I know as a fact that $\mathbb{R}$ is the unique (upto isomorphism) complete linearly ordered field. But if we remove the "field" condition and replace it with "dense unbounded set", then I was wondering what is the situation then.

One example I came up was this: Just put $2^{2^\mathbb{N}}-$many copies of $[0,\infty)$ in front of $\mathbb{R}$, and put $2^{2^\mathbb{N}}-$many copies of $(-\infty,0]$ at the back of $\mathbb{R}$ like this:

$\cdots+(-\infty,0]+(-\infty,0]+\mathbb{R}+[0,\infty)+[0,\infty)+\cdots$.

Then this set is dense, unbounded, and complete linearly ordered set (am I right?), and by a cardinality argument, this set isn't isomorphic to $\mathbb{R}$. Please correct me if I am wrong!

I just realized that I wanted to ask some more:

If we instead put $2^\mathbb{N}-$many copies of $[0,\infty)$ and $(-\infty,0]$ at the front and back of $\mathbb{R}$ (instead of $2^{2^{\mathbb{N}}}-$many such copies), then how would the result change?

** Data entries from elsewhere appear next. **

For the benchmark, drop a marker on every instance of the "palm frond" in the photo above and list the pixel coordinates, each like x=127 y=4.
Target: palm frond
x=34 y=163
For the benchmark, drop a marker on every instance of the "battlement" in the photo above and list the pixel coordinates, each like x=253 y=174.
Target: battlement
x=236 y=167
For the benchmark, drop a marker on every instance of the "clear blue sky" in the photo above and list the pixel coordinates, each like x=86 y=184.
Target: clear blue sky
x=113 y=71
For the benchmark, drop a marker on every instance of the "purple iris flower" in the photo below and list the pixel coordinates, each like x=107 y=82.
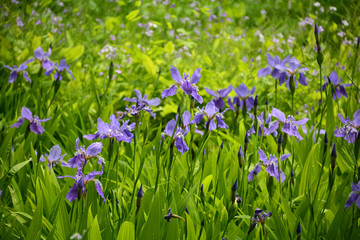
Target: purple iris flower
x=142 y=103
x=275 y=66
x=59 y=70
x=259 y=217
x=35 y=122
x=354 y=196
x=139 y=99
x=219 y=96
x=43 y=57
x=350 y=130
x=244 y=98
x=339 y=88
x=79 y=161
x=290 y=125
x=188 y=86
x=16 y=70
x=83 y=155
x=113 y=130
x=271 y=165
x=77 y=190
x=294 y=67
x=211 y=112
x=261 y=124
x=54 y=156
x=312 y=129
x=180 y=132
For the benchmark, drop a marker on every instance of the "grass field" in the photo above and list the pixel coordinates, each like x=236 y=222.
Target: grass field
x=179 y=119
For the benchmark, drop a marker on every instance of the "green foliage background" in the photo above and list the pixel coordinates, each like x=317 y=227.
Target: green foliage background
x=33 y=203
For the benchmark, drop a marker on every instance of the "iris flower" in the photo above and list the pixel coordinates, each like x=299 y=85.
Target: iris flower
x=354 y=196
x=113 y=130
x=142 y=103
x=79 y=161
x=290 y=125
x=243 y=98
x=275 y=66
x=271 y=165
x=81 y=181
x=180 y=133
x=259 y=217
x=261 y=124
x=210 y=112
x=35 y=122
x=339 y=88
x=219 y=96
x=187 y=85
x=59 y=70
x=21 y=69
x=139 y=99
x=54 y=156
x=83 y=155
x=350 y=130
x=291 y=71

Also, do you have another example of a complete unbounded dense linearly ordered set that isn't isomorphic to $\mathbb{R}$ in your mind?

Answer 1

In fact, you don't even need $2^\mathbb{N}$-many: $\omega_1$-many additional "blocks" is enough to prevent isomorphism with $\mathbb{R}$ (and this is worth noting since as far as we know we might have $\omega_1<2^\mathbb{N}$). Specifically, $\omega_1$-many copies of $[0,1)$ glued together one after the other results in a complete dense linear order which is not separable (= does not have a countable dense subset). This is important enough to have a special name - it's called the Long Ray, and it and its variants show up a lot in general topology.

Answer 2

Another example is $[0,1] \times [0,1]$ lexicographically ordered and its minimum and maximum removed. The element $(1,0)$ is not contained in a separable open interval, hence it's not isomorphic to the long ray (and not to the reals).